Today’s work environment requires nimble teams that can work – and think – across functions to produce innovative solutions for complex problems. And, marketing teams are often the drivers of that type of collaboration.
Accountability and curiosity are two key elements that I’ve found to keep teams using both sides of the brain to be productive and creative.
To establish accountability among team members, I use three tactics:
- Set clear expectations
- Teach what accountability means
- Demonstrate trust in the judgment and abilities of team members
Setting expectations comes in ongoing discussions about priorities in both structured and informal settings on a daily and weekly basis.
And, to make sure everyone is starting from the same place, holding periodic team sessions on defining accountability has proven helpful for cross-functional teams. When I first launched a department-wide snack & learn series on accountability, people groaned and rolled their eyes. After the first series, the team’s enthusiasm for the experience led to other departments asking to be included and the series was expanded company-wide.
Demonstrating trust means giving clear direction along with autonomy, and trusting your team to know when to “ask for forgiveness” and “when to ask for permission”.
The love of learning for the sake of learning often gets squeezed out of corporate environments when too much focus is placed on the immediate- and near-term.
To foster a culture of curiosity, I’ve found it helpful to establish a framework for deliberate learning.
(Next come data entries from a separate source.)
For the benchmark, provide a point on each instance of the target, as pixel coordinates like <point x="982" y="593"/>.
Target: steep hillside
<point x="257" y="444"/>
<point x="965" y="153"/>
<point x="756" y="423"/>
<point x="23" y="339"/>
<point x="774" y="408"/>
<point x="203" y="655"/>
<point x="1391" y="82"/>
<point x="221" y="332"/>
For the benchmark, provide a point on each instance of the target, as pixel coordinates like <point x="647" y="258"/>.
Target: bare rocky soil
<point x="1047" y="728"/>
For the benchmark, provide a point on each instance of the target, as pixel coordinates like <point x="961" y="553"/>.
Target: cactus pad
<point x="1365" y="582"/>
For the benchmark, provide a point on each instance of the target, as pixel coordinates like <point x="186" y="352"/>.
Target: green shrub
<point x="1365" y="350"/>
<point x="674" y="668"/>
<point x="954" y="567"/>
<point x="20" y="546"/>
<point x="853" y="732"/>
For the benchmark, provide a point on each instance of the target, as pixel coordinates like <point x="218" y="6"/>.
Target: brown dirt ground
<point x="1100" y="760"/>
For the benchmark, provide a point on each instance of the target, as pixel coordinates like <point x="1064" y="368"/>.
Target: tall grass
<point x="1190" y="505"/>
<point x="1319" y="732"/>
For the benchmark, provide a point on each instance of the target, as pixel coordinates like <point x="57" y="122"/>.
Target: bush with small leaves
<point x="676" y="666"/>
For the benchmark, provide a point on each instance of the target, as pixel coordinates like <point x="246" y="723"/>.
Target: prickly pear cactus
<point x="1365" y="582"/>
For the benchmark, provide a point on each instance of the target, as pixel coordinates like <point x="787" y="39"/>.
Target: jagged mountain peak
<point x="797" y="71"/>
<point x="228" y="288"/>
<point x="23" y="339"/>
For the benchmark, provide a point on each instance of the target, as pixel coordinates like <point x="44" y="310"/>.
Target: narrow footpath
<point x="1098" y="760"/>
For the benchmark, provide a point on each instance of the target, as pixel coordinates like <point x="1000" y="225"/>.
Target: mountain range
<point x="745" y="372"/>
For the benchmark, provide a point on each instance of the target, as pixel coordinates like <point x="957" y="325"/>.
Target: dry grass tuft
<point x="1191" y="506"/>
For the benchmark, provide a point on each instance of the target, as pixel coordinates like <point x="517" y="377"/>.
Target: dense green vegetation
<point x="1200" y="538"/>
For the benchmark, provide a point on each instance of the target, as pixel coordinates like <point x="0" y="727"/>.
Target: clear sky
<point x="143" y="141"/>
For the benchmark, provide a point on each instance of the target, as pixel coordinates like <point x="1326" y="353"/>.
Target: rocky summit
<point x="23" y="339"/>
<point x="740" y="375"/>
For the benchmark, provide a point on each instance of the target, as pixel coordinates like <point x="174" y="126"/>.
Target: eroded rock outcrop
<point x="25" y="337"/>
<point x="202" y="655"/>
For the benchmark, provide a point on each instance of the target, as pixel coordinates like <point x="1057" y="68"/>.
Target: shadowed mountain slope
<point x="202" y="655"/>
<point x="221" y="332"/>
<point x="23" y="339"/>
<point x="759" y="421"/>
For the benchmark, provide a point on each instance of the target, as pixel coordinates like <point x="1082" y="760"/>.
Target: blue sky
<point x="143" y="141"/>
Give people permission to carve out time to think, explore, and investigate new ideas, technologies, and skill sets and team members. It’s a “pressure valve” for team members and pays off with innovative thinking and paths to collaboration on new ideas.
One example of carving out time is a book club-style team reading of “Talk Like TED” to help hone presentation skills, with each team member having responsibility for leading the discussion on one chapter.
Another example is quarterly think tank sessions with team members leading on a rotating basis to scrub consumer trends and propose ideas of applying the trends to our industry and competitive situation. Some ideas were completely unrealistic, but they led to other options that were viable – and that was the point.
And, in the heyday of the “Good to Great” book launch, I structured an entire retreat around the principles that Jim Collins presented in his bestseller.
What works for specific teams and cultures will vary, but deliberate focus on curiosity and exploration will reward both individual team members and the organization as a whole.